Maceratesi P, Daude N, Dallapiccola B, Novelli G, Allen R, Okano Y, Reichardt J
Institute for Genetic Medicine, University of Southern California, Los Angeles 90033, USA.
Mol Genet Metab. 1998 Jan;63(1):26-30. doi: 10.1006/mgme.1997.2645.
The galactosemias are a series of three inborn errors of metabolism caused by deficiency of any one of the three human galactose-metabolic enzymes: galactokinase (GALK), galactose-1-phosphate uridyl transferase (GALT), and UDP-galactose 4' epimerase (GALE). We report here the characterization of the entire coding sequence of the GALE gene and screening for mutations in epimerase-deficient individuals. The human GALE gene is about 4 kb in size and is divided into 11 exons on chromosome band 1p36. We have identified five mutations in the GALE gene of epimerase-deficient galactosemia patients. The patients were either homozygotes or compound heterozygotes for mutations. These results confirm that epimerase-deficiency galactosemia is the result of missense mutations in the GALE gene and indicate that the disease is characterized by extensive allelic heterogeneity.

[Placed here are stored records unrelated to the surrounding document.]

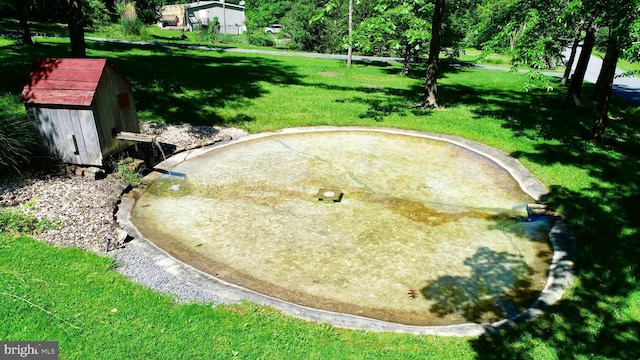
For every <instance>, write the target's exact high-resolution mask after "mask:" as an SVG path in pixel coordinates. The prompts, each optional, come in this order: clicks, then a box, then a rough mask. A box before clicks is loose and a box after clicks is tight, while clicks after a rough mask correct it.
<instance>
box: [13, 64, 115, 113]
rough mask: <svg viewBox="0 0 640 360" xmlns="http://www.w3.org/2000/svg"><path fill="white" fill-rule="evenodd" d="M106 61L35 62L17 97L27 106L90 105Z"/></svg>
mask: <svg viewBox="0 0 640 360" xmlns="http://www.w3.org/2000/svg"><path fill="white" fill-rule="evenodd" d="M106 64H107V60H106V59H61V58H58V59H54V58H48V59H38V60H37V61H36V63H35V65H34V68H33V70H32V71H31V74H29V81H28V82H27V84H26V85H25V86H24V88H23V89H22V94H21V95H20V97H21V100H22V102H24V103H27V104H44V105H71V106H90V105H91V102H92V101H93V96H94V95H95V92H96V88H97V87H98V81H100V76H102V72H103V71H104V67H105V66H106Z"/></svg>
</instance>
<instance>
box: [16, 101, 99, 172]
mask: <svg viewBox="0 0 640 360" xmlns="http://www.w3.org/2000/svg"><path fill="white" fill-rule="evenodd" d="M25 108H26V110H27V114H28V116H29V117H30V118H31V119H33V120H34V122H35V123H36V124H37V125H38V127H39V129H40V134H41V135H42V138H43V142H44V145H45V146H46V147H47V148H48V149H49V150H50V151H51V153H52V154H51V155H53V156H55V157H56V158H58V159H60V160H61V161H62V162H65V163H71V164H85V165H96V166H102V165H103V163H102V162H103V157H102V153H101V151H100V147H99V139H98V133H97V132H96V126H95V120H94V117H93V111H92V110H91V109H68V108H51V107H40V106H26V107H25Z"/></svg>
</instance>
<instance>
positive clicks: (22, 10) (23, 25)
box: [13, 0, 33, 45]
mask: <svg viewBox="0 0 640 360" xmlns="http://www.w3.org/2000/svg"><path fill="white" fill-rule="evenodd" d="M13 5H14V6H15V7H16V12H17V13H18V20H19V21H20V29H21V30H22V43H24V44H25V45H33V40H32V39H31V31H30V30H29V23H28V22H27V15H26V13H25V11H24V4H23V0H13Z"/></svg>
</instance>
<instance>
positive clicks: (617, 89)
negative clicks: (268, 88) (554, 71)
mask: <svg viewBox="0 0 640 360" xmlns="http://www.w3.org/2000/svg"><path fill="white" fill-rule="evenodd" d="M87 40H92V41H102V42H113V43H129V44H137V45H156V46H168V47H181V48H188V49H199V50H213V51H227V52H239V53H253V54H269V55H279V56H298V57H313V58H324V59H336V60H346V59H347V56H346V55H336V54H317V53H304V52H288V51H271V50H255V49H239V48H225V47H216V46H198V45H186V44H167V43H159V42H149V41H126V40H113V39H103V38H87ZM579 56H580V50H579V49H578V52H577V54H576V61H575V62H574V64H573V67H574V69H575V66H576V64H577V59H578V57H579ZM568 57H569V50H568V49H567V50H566V51H565V58H568ZM353 60H354V61H376V62H396V61H402V59H400V58H392V57H376V56H355V55H354V56H353ZM483 67H484V68H491V69H500V70H504V69H508V68H505V67H498V66H483ZM601 67H602V59H600V58H599V57H597V56H591V60H589V66H588V68H587V73H586V75H585V80H586V81H589V82H592V83H595V82H596V80H597V79H598V74H599V73H600V68H601ZM616 73H617V74H618V75H620V74H622V71H621V70H617V71H616ZM547 75H551V76H561V74H557V73H547ZM612 91H613V93H614V94H615V95H617V96H620V97H622V98H624V99H627V100H629V101H631V102H633V103H635V104H638V105H640V79H638V78H637V77H617V78H616V79H615V80H614V82H613V88H612Z"/></svg>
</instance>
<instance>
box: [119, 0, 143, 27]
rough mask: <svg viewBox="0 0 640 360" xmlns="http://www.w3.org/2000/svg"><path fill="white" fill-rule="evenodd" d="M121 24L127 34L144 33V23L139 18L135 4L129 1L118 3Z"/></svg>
mask: <svg viewBox="0 0 640 360" xmlns="http://www.w3.org/2000/svg"><path fill="white" fill-rule="evenodd" d="M118 13H120V26H121V27H122V31H123V32H124V34H125V35H142V32H143V29H144V24H143V23H142V20H140V19H138V15H137V14H136V7H135V4H134V3H132V2H128V1H123V2H120V3H118Z"/></svg>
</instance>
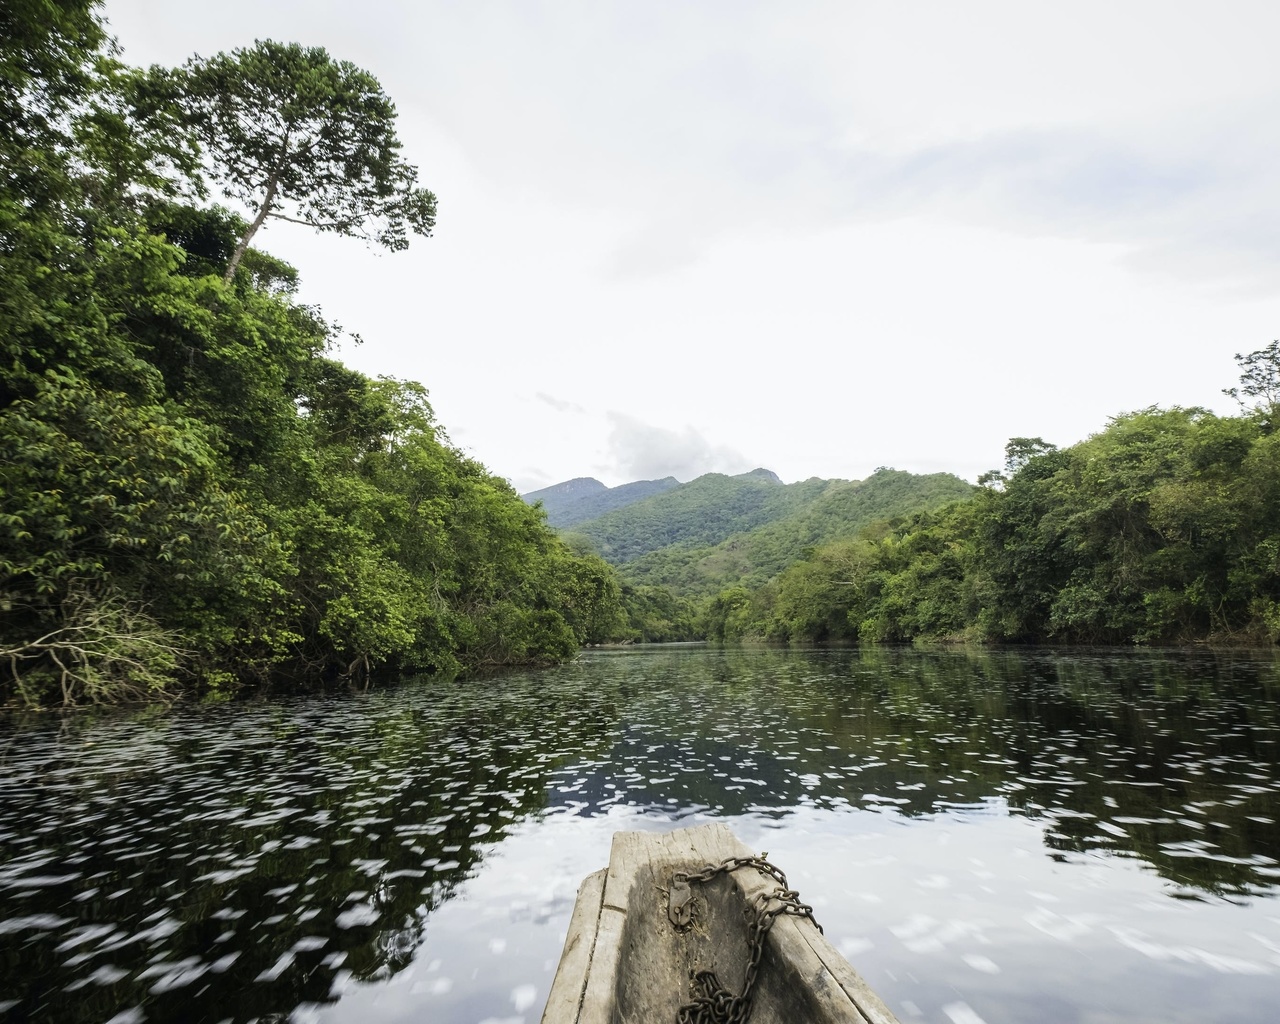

半乳糖血症是一系列三种先天性代谢缺陷病,由人类三种半乳糖代谢酶中的任何一种缺乏引起,这三种酶分别是半乳糖激酶(GALK)、1-磷酸半乳糖尿苷转移酶(GALT)和UDP-半乳糖4'-表异构酶(GALE)。我们在此报告GALE基因完整编码序列的特征以及对表异构酶缺乏个体的突变筛查。人类GALE基因大小约为4kb,位于1号染色体带1p36上,分为11个外显子。我们在表异构酶缺乏的半乳糖血症患者的GALE基因中鉴定出了五个突变。这些患者为突变的纯合子或复合杂合子。这些结果证实表异构酶缺乏性半乳糖血症是GALE基因错义突变的结果,并表明该疾病具有广泛的等位基因异质性。